When Reverend Edgar Boyd resigned from the Planning Commission charging Mayor Newsom with neglecting African-Americans, Reverend Amos Brown came to the mayor’s defense. Brown has now been rewarded with an appointment to the Housing Authority Commission, which administers housing for the city’s poorest families. Brown illegally evicted a low-income single mother in order to gain residency in District 11 for his 2000 Supervisor’s race—and he is hardly among the “best and the brightest” that Newsom pledged to bring into his administration.
For a Mayor who claims to be committed to fresh faces and new ideas, the appointment of Amos Brown to the Housing Authority Commission makes no sense. Brown, to put it bluntly, is a political hack who has produced little public good during his previous tenures on the School Board and Board of Supervisors.
Whether Brown’s illegal owner move-in eviction of a low- income tenant in 2000 helped or hurt his standing with the Mayor is unknown. But a Housing Authority Commission with Amos Brown and Julie Lee is an embarrassment to San Francisco.
The Mayor’s appointment of Frank Fung to the Board of Appeals is also curious. While replacing incumbent Commissioner Arnold Chin is alone reason to cheer, Fung previously served on the Board as well as the Planning Commission under Mayor Frank Jordan. He is hardly a “fresh face” or representative of a “new generation of leadership” that Mayor Newsom talked about bringing to City Hall.
Fung is a straight-shooter and was a good Planning Commissioner—but is the pool really so small that the mayor must recycle former Jordan Administration appointees? Between Brown and Fung, it looks like the Mayor is going backwards to the future.
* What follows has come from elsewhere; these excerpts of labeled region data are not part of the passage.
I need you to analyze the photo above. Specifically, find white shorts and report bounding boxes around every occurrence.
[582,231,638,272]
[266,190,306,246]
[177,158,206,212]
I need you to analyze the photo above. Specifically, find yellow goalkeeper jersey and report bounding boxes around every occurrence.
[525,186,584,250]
Since Republican voters put Newsom in office, the Mayor’s reappointment of incumbent Planning Commissioner Mike Antonini is understandable. Antonini is more conservative than most San Franciscans but he does his homework and tries to do what is best for the city.
But the Mayor appointed another Republican, Party leader Mike DeNunzio, to the Human Services Commission. DeNunzio’s qualifications for this position are unclear, and his appointment could be yet another act of political patronage from a mayor who vowed to stop this practice.